“Elizabeth and I were invited to-day,” said Mary. “We were to let Mrs. Gleason know what Saturday we would have free.”
“They have fine times there—so they tell me,” Azzie said. “I’ve never been invited to see for myself.”
“I do not know Mrs. Gleason personally,” remarked Landis, “but we have the same set of friends. No doubt if I should tell her that I’m Robert Stoner’s daughter, she’d out-do herself to be kind to me.”
“Why,” said Elizabeth guilelessly, “was she such a friend of your father’s?”
Landis shrugged her shoulders. “My father was a man of some prominence,” was the response. “But how is it that she invited you? Did you not tell me that you did not know her?”
“I don’t. I have never so much as seen her.”
“She’s very philanthropic—always trying to help people who need it. I suppose she knew you were a new student, and perhaps hadn’t a wide acquaintance here, so she invited you that you might not find life too dull.”
“Perhaps,” was the reply, with a smile of amusement. Elizabeth was learning a great deal, not less important that it lay outside of classes and books.
The other girls had departed.

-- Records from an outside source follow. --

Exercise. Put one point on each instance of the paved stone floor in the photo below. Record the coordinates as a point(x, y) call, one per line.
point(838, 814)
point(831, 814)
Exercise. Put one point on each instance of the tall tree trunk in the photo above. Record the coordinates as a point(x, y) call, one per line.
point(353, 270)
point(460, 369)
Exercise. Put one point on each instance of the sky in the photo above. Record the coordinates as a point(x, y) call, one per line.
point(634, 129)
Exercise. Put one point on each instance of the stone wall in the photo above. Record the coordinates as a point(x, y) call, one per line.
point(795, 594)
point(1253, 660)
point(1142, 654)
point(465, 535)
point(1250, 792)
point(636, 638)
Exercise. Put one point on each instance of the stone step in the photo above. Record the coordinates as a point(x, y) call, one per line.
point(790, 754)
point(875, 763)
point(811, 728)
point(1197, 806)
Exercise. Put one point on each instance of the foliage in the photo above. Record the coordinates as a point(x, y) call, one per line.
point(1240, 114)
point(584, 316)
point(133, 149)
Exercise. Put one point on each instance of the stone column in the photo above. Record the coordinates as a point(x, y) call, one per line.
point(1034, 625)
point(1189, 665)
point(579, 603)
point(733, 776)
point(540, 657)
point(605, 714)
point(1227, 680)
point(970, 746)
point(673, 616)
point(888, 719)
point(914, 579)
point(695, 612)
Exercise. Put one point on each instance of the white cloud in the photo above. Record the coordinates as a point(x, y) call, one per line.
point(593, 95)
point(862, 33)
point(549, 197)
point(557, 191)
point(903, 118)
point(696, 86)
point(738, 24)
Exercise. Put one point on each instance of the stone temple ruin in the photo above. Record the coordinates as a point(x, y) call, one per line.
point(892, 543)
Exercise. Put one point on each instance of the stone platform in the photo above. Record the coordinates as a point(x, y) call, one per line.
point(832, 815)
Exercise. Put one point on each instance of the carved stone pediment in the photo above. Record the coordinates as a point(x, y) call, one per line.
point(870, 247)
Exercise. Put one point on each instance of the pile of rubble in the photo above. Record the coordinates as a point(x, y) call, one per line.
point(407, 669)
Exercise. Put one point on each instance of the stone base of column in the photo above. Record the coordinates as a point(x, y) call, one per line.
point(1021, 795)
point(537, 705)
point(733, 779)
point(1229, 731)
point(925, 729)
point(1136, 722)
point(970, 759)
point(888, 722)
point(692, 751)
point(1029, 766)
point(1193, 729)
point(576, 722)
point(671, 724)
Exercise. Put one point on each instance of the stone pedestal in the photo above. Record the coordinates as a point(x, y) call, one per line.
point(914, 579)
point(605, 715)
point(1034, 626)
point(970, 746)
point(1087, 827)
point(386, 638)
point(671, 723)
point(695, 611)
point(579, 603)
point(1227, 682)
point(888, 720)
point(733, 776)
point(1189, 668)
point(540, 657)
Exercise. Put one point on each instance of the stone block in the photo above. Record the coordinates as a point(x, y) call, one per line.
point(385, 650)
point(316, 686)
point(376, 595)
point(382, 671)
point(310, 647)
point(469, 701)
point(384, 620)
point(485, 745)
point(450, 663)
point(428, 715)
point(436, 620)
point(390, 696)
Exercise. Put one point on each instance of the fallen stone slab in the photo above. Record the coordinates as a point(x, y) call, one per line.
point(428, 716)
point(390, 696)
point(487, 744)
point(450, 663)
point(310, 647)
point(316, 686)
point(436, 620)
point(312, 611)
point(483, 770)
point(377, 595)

Only Landis and Miss O’Day remained. Then the former with a whispered “good-night” went tip-toeing down the hall. Miss O’Day lingered.
Much to Elizabeth’s surprise she bent her head to kiss her. “It was very kind of you, Elizabeth, to ask me to come this evening. But the other girls did not like it. Come to see me. You and I will grow chummy over my tea-table. But you do not need to ask me again when you entertain. I will not feel hurt. If you persist in being good to me, they will drop you and you will find it very lonely.”